ROBIN HOOD 2010 opens with the text: “In times of injustice and oppression, the outlaw takes his place in history.” Hmm… They take it for granted the “outlaws” are the good guy badasses who everyone supports and history proves morally right. Well, remember the Iraq War? It’s still going on – I don’ t care what year in the far future you are reading this, George W. Bush’s lie continues its cannibal tread. In that time of injustice and oppression, the outlaws were the administration who flaunted the laws on torture, on going to war without congressional approval, on habeas corpus, on American liberties, and a thousand other reimagined statutes, with Bush and Cheney openly admitting to war crimes to sell their ghost-penned books. Indeed, the outlaws took their place in history – for causing injustice and oppression.
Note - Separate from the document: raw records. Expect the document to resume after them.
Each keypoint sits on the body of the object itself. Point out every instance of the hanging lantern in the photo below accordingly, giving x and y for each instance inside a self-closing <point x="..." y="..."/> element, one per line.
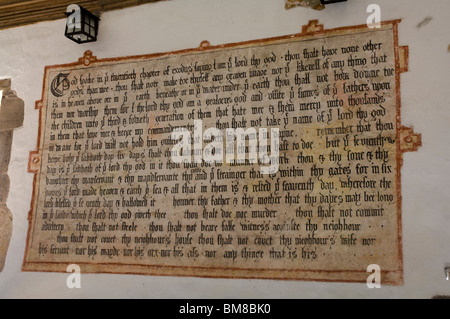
<point x="82" y="25"/>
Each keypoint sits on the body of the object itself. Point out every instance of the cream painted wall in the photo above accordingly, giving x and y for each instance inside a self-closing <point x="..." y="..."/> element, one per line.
<point x="180" y="24"/>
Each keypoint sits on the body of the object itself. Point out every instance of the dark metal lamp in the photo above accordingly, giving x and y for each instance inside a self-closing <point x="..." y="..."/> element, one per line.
<point x="82" y="25"/>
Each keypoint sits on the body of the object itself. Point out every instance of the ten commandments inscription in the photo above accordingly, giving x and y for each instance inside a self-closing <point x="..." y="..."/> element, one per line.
<point x="138" y="166"/>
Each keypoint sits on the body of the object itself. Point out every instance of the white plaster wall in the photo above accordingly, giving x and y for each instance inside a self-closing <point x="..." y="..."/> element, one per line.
<point x="180" y="24"/>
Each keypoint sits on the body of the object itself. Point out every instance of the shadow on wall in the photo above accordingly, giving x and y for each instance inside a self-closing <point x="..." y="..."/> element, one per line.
<point x="11" y="117"/>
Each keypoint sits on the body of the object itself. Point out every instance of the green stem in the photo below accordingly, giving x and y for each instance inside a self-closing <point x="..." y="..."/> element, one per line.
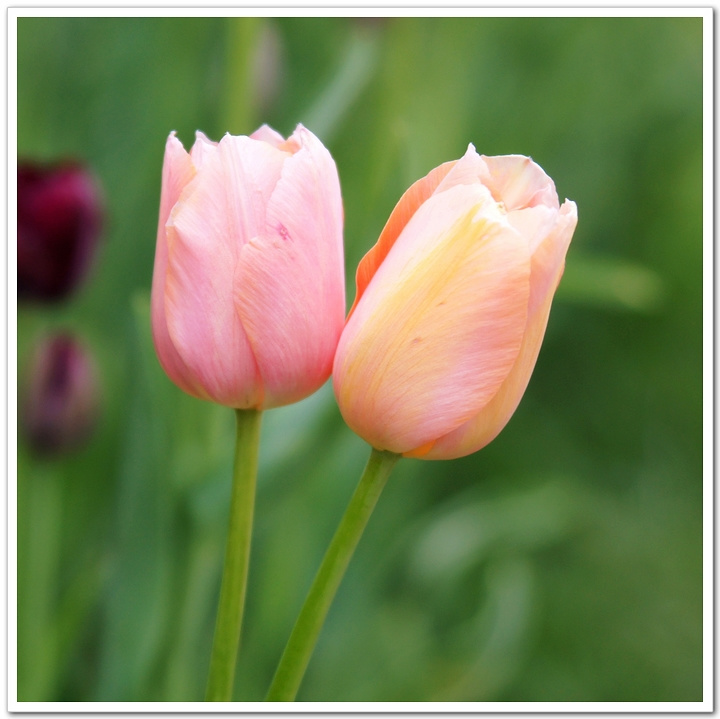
<point x="237" y="557"/>
<point x="307" y="628"/>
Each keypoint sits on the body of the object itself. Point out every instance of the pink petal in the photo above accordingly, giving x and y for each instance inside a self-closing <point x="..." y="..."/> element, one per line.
<point x="265" y="133"/>
<point x="547" y="265"/>
<point x="517" y="182"/>
<point x="178" y="171"/>
<point x="406" y="207"/>
<point x="218" y="214"/>
<point x="439" y="326"/>
<point x="290" y="284"/>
Likewise, incidents like Prince John audaciously reneging on promises to his people and then calling Robin the outlaw happened every single day during the W. administration: illegally prosecuting two wars and calling anyone opposed to them terrorist sympathizers.

And in 2011, with Republicans trying to eradicate the lower classes by giving tax breaks and subsidies to the wealthiest class, hasn’t it become like Python’s Dennis Moore: “he robbed from the poor and gave to the rich – stupid bitch!”?

But then, politicians have always been bigger hoods than the people they proclaim “outlaws.”